How Do I Teach Proper Usage of “See”, “Look At”, and “Watch”?

Since the Japanese language has only one word to represent the English words “see”, “look at”, and “watch”, a great deal of confusion arises from their use. At first glance, these words to represent sight are interchangable, but at second glance we can see that they are very uninterchangable.

To watch something means to follow its movement with your eyes. To look at something means to focus on object, often stationary. To see incorporates peripheral vision, and rather than being focused, the eyes take in everything possible.

An easy way to demonstrate the difference between these words involves a pencil, and some scotch tape. Using the scotch tape, attach the pencil to your forehead so that it points straight out. This will represent the focus of your attention.

If possible, freeze a fly or bee for use inside of the class. Make sure you have a window to it to escape from. (If you don’t have a window, it may be best to simply wait for a clock’s minute hand to tick over to demonstrate the next part.) With the pencil taped to your head, follow the movement of something in the room to demonstrate “watching”. Help the student affix a pencil of pen of their own and join you.

To teach “looking at”, stare intently at an object in the room that is stationary. “To watch” and “To look at” may be contrasted by use of a TV, as any direction that isn’t facing the screen is “looking at” the TV, and not “watching” it.

Finally, to represent “to see”, look directly at the student’s eyes. List items that you can see in your periphery, all while keeping your vision locked onto the student. Have the student do the same.

This teaching activity lends easily to “listen to” and “hear”. The pencil may be taped to that it protrudes from the ear to demonstrate the direction of focus for “listening to”.

How Can I Teach Proper Pronunciation of the Word “One”?

Pronunciation of the word “one” is as important as it is vital.

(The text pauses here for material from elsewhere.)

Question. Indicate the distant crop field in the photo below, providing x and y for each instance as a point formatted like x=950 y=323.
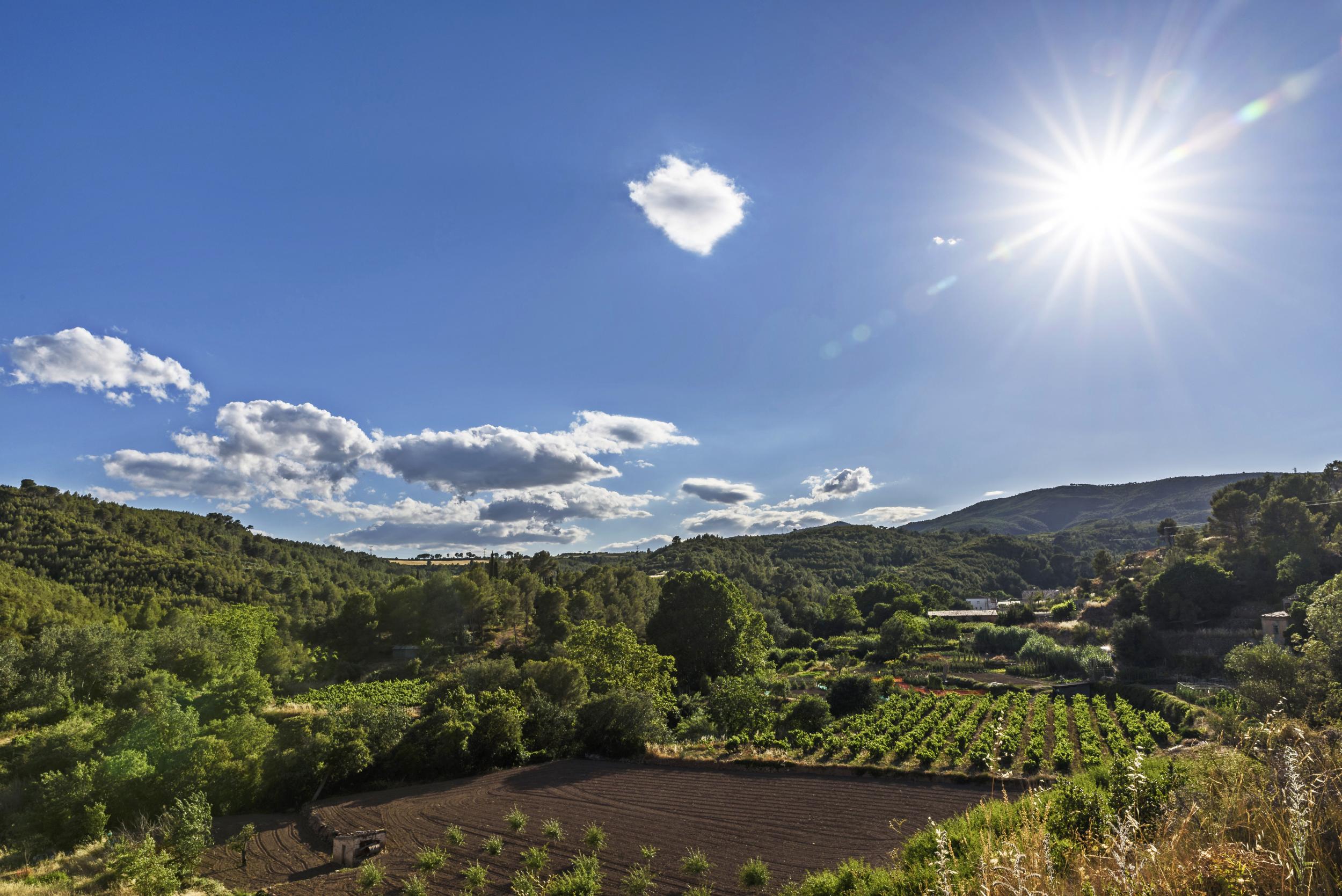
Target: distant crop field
x=795 y=821
x=988 y=734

Therefore, a great degree of teaching is required.

As most students revert to lesser pronunciations such as “wun”, “wuhn”, or “won”, it is the duty of the teacher to repeatedly yell “one” while pointing to the written word.
In addition to pronunciation of the word being of higher difficulty for the Japanese students, up until the late 1800s there was no concept of “1” or “0” in Japanese, lending to their concept of teamwork. If they used Katakana to write “team”, it would look like “chiimu” (チーム), but still wouldn’t have an “i” in it because it would have two “i”s.

If the student is unfamiliar with the concept of 1 and 0, it is best to draw an image of a group of people. Ask the student to provide names and short backgrounds for each image of a person. After that has been established, explain that they are all dying, and use a red marker to represent blood, and a black marker to cross out their eyes or draw widows. With one person left alive, say the word “one” and have the student repeat. Draw a representation of death for the final person and say “zero” and have the student repeat. This will help the student to associate the numbers with the concept.